Em 1.987, o hoje Capitão Cloroquina, Capitão Covid ou Capitão Mortalha, como queiram, não recebeu o seu diploma de formatura da Escola de Aperfeiçoamento de Oficiais – EsAO porque foi acusado e condenado por arquitetar um maluco e absurdo plano de plantar bombas em quartéis do Exército como forma de protesto contra os baixos salários.
O processo, aberto no Conselho de Justificação, foi pessoalmente acompanhado pelo Ministro do Exército, general Leônidas Pires Gonçalves, que desejava o imediato desligamento do réu, da corporação, “por faltar com a verdade”, conforme sua avaliação pessoal constada nos autos.
De acordo com a obra intitulada “O cadete e o Capitão”, de autoria do jornalista Luiz Maklouf Carvalho, o capitão golpista conseguiu concluir seus créditos para se formar como oficial de artilharia na Escola de Aperfeiçoamento de Oficiais – EsAO com nota 7,68. Sua notória impulsividade a cometer atos absurdos acabou rolando ladeira abaixo o seu processo de formatura, em 1.987.
Na época do julgamento o réu negou veemente – “mente” que tivesse produzido os tais croquis da bomba, conforme publicado na Revista Veja, e ainda por cima ameaçou a jornalista que produziu a reportagem/denúncia.
E o resultado da decisão do Superior Tribunal Militar, em 1.987?
Bom, neste ano, o réu foi expulso, de acordo com decisão do próprio Tribunal Militar.
No dia 28 de novembro de 2018 o “ex-réu” acabara de ser eleito como autoridade máxima da “nação brasilis”, e tomaria posse dentro de um mês.

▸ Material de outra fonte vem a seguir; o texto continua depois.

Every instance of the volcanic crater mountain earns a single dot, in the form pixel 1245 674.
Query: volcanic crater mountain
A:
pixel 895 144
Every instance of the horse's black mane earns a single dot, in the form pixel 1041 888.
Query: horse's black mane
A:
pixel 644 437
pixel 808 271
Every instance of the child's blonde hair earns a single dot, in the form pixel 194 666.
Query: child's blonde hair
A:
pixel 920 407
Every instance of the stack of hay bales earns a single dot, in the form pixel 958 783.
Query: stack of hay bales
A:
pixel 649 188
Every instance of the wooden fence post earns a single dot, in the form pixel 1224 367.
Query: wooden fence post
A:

E lá estava ele, de pé, em uma sala da Escola de Aperfeiçoamento de Oficiais, terno preto e gravata cinza, não mais como réu, mas como “autoridade máxima”, cercado de aduladores de todos os naipes…
E foi neste dia, por “força das circunstâncias” e das “conveniências políticas”, que finalmente o “Capitão” receberia o documento que o consagraria como Capitão do Exército, embora com o agravante da dúvida de suas malucas e absurdas atitudes, arquitetadas em 1.987.